CivicTechTO / ttc_subway_times

A scraper to grab and publish TTC subway arrival times.
GNU General Public License v3.0
40 stars 30 forks source link

Bug trying to consolidate October Data #72

Open radumas opened 4 years ago

radumas commented 4 years ago
Extracting 2019-10-29.tar.gz
 98%|███████████████████████████████████▏| 40000/40983 [06:34<00:09, 100.08it/s]Traceback (most recent call last):
  File "fetch_s3.py", line 212, in <module>
    fetch_s3()
  File "/home/rad/.local/share/virtualenvs/ttc_subway_times-ZmuzQ-JX/lib/python3.5/site-packages/click/core.py", line 722, in __call__
    return self.main(*args, **kwargs)
  File "/home/rad/.local/share/virtualenvs/ttc_subway_times-ZmuzQ-JX/lib/python3.5/site-packages/click/core.py", line 697, in main
    rv = self.invoke(ctx)
  File "/home/rad/.local/share/virtualenvs/ttc_subway_times-ZmuzQ-JX/lib/python3.5/site-packages/click/core.py", line 895, in invoke
    return ctx.invoke(self.callback, **ctx.params)
  File "/home/rad/.local/share/virtualenvs/ttc_subway_times-ZmuzQ-JX/lib/python3.5/site-packages/click/core.py", line 535, in invoke
    return callback(*args, **kwargs)
  File "fetch_s3.py", line 208, in fetch_s3
    _fetch_s3(aws_access_key_id, aws_secret_access_key, output_dir, start_date, end_date, bucket)
  File "fetch_s3.py", line 197, in _fetch_s3
    fetch_and_transform(to_download, output_dir)
  File "fetch_s3.py", line 80, in fetch_and_transform
    jsons_to_csv(tmpdir, output_dir)
  File "fetch_s3.py", line 117, in jsons_to_csv
    pd.DataFrame.from_records(requests, columns=requests[0]._fields).to_csv(
IndexError: list index out of range
radumas commented 4 years ago

So I think the issue is because the API wasn't working at all Oct 5th, and so there was no requests data within a chunk of 2000 files (aka minutes?). I put a simple if statement to check if the requests variable is empty and consolidation worked.... will upload the fix soon.

tloureiro commented 4 years ago

@radumas did you end up fixing this?
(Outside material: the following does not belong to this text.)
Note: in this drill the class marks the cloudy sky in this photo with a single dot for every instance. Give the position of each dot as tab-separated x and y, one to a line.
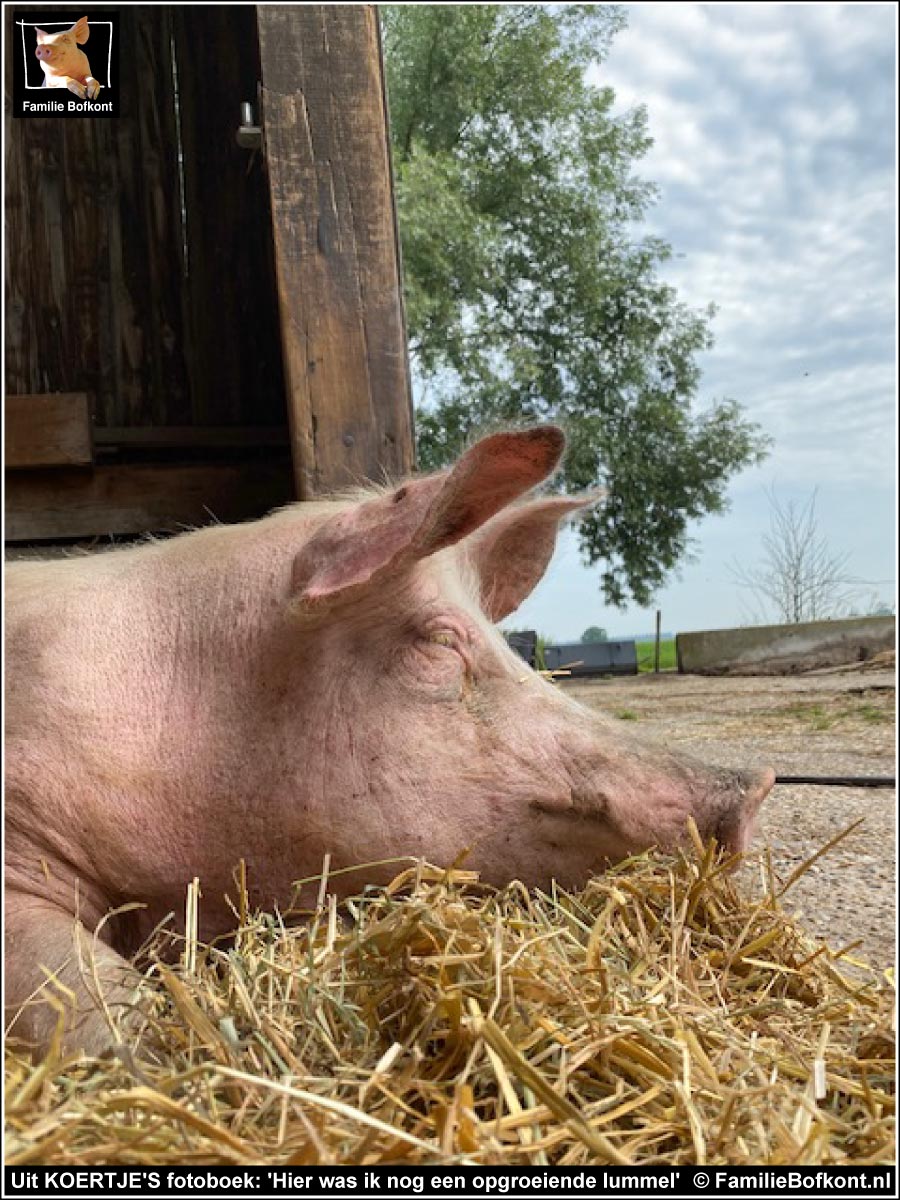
774	130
I see the October consolidated file at https://spideroak.com/browse/share/raphaeld/ttc_subway_times/ttc_subway_times/serverless_data/ but I don't see the fix in the fetch_s3.py

radumas commented 4 years ago

@tloureiro thanks for catching this! I think I forgot to push code fixing this. I'll try to do so tonight...
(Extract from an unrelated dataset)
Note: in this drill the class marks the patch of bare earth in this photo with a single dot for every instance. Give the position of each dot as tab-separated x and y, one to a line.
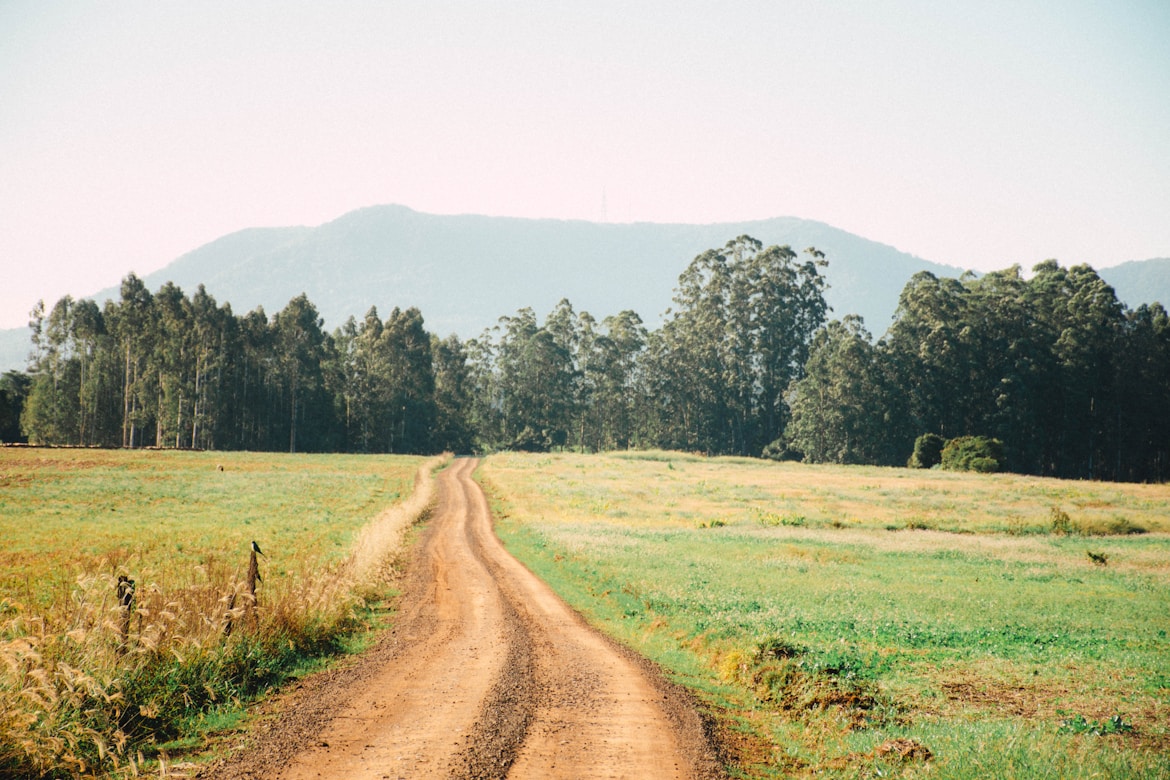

radumas commented 2 years ago

Whoops I didn't push a fix and this is still an issue, more recently with 2021-06 data

Traceback (most recent call last):
  File "fetch_s3.py", line 210, in <module>
    fetch_s3()
  File "/home/rad/.local/share/virtualenvs/ttc_subway_times-ZmuzQ-JX/lib/python3.5/site-packages/click/core.py", line 722, in __call__
    return self.main(*args, **kwargs)
  File "/home/rad/.local/share/virtualenvs/ttc_subway_times-ZmuzQ-JX/lib/python3.5/site-packages/click/core.py", line 697, in main
    rv = self.invoke(ctx)
  File "/home/rad/.local/share/virtualenvs/ttc_subway_times-ZmuzQ-JX/lib/python3.5/site-packages/click/core.py", line 895, in invoke
    return ctx.invoke(self.callback, **ctx.params)
  File "/home/rad/.local/share/virtualenvs/ttc_subway_times-ZmuzQ-JX/lib/python3.5/site-packages/click/core.py", line 535, in invoke
    return callback(*args, **kwargs)
  File "fetch_s3.py", line 206, in fetch_s3
    fetch_and_transform(to_download, output_dir)
  File "fetch_s3.py", line 80, in fetch_and_transform
    jsons_to_csv(tmpdir, output_dir)
  File "fetch_s3.py", line 117, in jsons_to_csv
    pd.DataFrame.from_records(requests, columns=requests[0]._fields).to_csv(
IndexError: list index out of range